N’empêche qu’il y aura tout de même un fichu moment à passer, murmurait-il, en entrant à Notre-Dame-des-Victoires, le soir ; mais ses soucis, ses émois s’effacèrent, quand l’heure du Salut vint. Il fut pris par le vertige de cette église et il se roula, s’immergea, se perdit dans la prière qui montait de toutes les âmes dans le chant qui s’élevait de toutes les bouches et, lorsque l’ostensoir s’avança, en signant l’air, il sentit un immense apaisement descendre en lui.

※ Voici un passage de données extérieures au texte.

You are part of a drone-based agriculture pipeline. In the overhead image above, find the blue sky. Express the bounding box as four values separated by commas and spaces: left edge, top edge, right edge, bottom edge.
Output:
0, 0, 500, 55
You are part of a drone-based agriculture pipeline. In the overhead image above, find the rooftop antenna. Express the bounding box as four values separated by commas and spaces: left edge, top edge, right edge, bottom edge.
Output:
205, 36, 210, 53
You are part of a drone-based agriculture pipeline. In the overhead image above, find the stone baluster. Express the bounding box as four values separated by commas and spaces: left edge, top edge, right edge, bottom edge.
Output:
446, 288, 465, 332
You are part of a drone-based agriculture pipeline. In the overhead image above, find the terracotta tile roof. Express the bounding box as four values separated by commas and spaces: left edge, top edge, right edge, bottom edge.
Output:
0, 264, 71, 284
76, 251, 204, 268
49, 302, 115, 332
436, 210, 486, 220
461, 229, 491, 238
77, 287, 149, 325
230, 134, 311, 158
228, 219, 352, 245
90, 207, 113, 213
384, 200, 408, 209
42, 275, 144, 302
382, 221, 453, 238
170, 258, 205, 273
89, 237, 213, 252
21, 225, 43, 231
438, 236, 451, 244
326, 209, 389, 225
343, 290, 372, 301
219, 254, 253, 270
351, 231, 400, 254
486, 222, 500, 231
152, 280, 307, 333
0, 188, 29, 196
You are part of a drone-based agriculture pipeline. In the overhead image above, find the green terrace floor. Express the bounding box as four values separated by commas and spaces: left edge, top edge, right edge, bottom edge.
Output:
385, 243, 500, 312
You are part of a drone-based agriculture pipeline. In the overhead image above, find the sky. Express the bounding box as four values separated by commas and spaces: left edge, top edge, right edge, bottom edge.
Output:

Et le soir, en se déshabillant, il soupira : demain, je coucherai dans une cellule ; c’est quand même étonnant, lorsqu’on y songe ! Ce que j’aurais traité de fou celui qui m’aurait prédit, il y a quelques années, que je me réfugierais dans une Trappe ! Si encore je m’y rendais de mon plein gré, mais non, j’y vais, poussé par une force inconnue, j’y vais ainsi qu’un chien qu’on fouette !

Au fond, quel symptôme d’un temps ! reprit-il. Il faut que, décidément, la société soit bien immonde, pour que Dieu n’ait plus le droit de se montrer difficile, pour qu’il en soit réduit à ramasser ce qu’il rencontre, à se contenter, pour les ramener à lui, de gens comme moi !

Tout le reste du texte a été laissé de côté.